Exciting, reliable and cost-effective; those were the parameters of the Great Paper Roller Coaster Challenge given to eighth grade technology students. Acting as designers, students worked in teams of two and three to build a roller coaster out of card stock, taking into account cost of materials such as columns, beams, funnels and loops. At the conclusion of the build, students’ coasters went through five trials to determine whose design allowed for the marble to take the most amount of time from start to finish.
The requirements for each of the roller coasters included:
- A height between 30 cm and 100 cm
- At least 150 cm track length, one loop, and six turns
- A bucket at the end to catch marbles
“Little degrees made a big difference,” said student Madelynne Solan. “It took just a little to throw everything off, so you had to be really exact.”

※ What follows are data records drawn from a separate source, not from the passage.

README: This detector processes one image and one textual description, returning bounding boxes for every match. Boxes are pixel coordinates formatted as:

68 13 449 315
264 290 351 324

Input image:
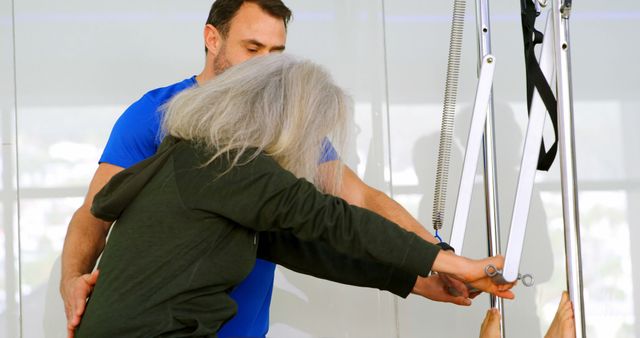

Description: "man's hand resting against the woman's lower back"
60 270 99 338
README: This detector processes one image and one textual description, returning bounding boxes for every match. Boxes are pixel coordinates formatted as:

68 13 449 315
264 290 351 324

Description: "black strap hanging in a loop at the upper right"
520 0 558 171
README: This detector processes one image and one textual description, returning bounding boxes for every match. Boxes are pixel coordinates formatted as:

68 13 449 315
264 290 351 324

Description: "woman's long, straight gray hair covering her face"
162 54 352 192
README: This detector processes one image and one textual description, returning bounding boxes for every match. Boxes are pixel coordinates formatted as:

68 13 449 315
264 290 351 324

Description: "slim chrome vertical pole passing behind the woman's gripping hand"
476 0 505 337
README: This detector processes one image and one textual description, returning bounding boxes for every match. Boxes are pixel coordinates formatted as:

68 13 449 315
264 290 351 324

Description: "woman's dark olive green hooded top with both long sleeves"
76 137 439 338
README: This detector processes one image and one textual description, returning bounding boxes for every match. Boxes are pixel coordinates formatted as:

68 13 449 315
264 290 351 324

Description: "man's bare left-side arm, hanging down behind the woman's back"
60 163 123 334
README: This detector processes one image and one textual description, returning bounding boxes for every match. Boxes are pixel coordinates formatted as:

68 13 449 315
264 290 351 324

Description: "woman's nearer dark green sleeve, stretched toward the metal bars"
176 151 439 276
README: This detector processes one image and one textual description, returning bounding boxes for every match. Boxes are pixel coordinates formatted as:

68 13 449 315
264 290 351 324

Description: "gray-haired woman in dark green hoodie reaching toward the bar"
76 55 513 337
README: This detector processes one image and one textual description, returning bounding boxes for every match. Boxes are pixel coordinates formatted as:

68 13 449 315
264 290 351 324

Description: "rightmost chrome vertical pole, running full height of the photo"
551 0 586 338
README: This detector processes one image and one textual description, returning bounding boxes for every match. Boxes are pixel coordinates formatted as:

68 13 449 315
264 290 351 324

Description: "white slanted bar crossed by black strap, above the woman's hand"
503 16 555 282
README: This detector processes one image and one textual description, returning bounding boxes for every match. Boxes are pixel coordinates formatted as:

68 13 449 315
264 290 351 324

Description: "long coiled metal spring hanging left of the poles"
433 0 467 230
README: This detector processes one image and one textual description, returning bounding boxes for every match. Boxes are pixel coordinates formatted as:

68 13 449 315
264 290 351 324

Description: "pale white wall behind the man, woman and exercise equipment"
0 0 640 338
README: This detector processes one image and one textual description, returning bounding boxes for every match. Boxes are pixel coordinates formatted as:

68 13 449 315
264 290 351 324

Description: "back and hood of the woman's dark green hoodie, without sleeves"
76 142 256 337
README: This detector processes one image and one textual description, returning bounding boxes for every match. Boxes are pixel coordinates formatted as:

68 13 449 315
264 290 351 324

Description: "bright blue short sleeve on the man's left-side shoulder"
100 76 197 168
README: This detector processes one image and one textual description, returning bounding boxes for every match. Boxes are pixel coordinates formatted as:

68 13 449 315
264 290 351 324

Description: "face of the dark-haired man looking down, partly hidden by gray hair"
213 2 287 75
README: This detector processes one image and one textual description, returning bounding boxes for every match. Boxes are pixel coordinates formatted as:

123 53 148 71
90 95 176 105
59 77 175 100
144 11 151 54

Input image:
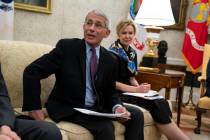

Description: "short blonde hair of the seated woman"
116 19 136 36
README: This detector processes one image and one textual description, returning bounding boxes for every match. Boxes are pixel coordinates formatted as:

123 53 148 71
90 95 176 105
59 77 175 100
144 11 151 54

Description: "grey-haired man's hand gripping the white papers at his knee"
115 106 131 123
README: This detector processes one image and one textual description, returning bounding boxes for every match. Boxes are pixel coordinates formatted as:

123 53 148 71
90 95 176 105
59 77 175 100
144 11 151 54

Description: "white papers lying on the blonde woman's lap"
123 90 163 100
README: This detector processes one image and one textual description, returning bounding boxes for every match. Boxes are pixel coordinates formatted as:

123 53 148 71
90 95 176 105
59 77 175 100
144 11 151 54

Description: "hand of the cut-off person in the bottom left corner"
0 125 21 140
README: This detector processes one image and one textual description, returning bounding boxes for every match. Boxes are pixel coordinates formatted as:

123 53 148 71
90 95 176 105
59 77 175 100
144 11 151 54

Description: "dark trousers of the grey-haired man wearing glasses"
64 106 144 140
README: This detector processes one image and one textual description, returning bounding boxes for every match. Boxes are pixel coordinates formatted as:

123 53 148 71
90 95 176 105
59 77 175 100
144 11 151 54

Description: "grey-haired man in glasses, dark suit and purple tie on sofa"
23 10 144 140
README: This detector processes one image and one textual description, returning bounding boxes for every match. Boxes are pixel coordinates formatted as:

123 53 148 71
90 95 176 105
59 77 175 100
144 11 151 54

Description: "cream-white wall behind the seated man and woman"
14 0 210 65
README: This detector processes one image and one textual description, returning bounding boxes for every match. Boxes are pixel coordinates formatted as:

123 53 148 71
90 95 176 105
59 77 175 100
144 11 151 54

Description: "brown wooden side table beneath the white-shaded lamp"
136 70 185 126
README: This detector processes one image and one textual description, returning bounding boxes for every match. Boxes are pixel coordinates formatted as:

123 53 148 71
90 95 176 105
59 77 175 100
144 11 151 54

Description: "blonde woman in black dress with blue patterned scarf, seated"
109 20 189 140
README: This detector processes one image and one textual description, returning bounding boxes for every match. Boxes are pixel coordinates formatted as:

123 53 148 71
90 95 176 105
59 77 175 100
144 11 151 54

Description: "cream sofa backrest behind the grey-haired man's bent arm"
0 40 55 108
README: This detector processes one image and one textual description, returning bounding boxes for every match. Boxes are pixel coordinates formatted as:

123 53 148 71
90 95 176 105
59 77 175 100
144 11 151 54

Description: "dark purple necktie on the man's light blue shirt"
90 48 98 84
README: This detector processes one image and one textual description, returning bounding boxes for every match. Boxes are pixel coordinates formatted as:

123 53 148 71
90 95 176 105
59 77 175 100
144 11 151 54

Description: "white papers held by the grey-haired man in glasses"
74 108 124 118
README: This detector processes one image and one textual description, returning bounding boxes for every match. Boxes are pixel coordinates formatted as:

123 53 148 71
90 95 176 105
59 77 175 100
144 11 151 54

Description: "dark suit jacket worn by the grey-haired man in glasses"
23 39 121 121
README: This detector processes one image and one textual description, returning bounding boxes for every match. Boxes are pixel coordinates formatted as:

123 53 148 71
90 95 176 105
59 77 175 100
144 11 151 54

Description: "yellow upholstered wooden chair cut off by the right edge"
194 44 210 134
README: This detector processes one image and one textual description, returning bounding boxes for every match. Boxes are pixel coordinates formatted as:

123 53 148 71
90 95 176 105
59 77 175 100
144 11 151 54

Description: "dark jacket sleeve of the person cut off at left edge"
0 70 15 128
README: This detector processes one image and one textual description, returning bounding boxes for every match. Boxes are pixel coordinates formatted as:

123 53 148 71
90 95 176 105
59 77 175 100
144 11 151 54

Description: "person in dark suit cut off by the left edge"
0 67 62 140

“Students had to think about the friction of the marble on the paper,” added technology teacher Mark Belden. “They had to have just enough velocity to keep the marble moving, but not so much that it would stop.”
Belden said making a plan and using logic are two of the biggest skills students learn during activities like the paper roller coaster challenge. Students took complete ownership of their projects, from assembling the frames to making sure the parts worked, and then test trials.
“They made all the parts themselves and had to really think about accuracy in measurements,” said Belden.
Belden says the goal of the project and the year-long technology class, is to give students a solid foundation of skills before they head to the high school level. All eighth grade students in Mr. Belden and Mr. Jorgensen’s technology classes participated in the roller coaster challenge, which took two weeks to complete.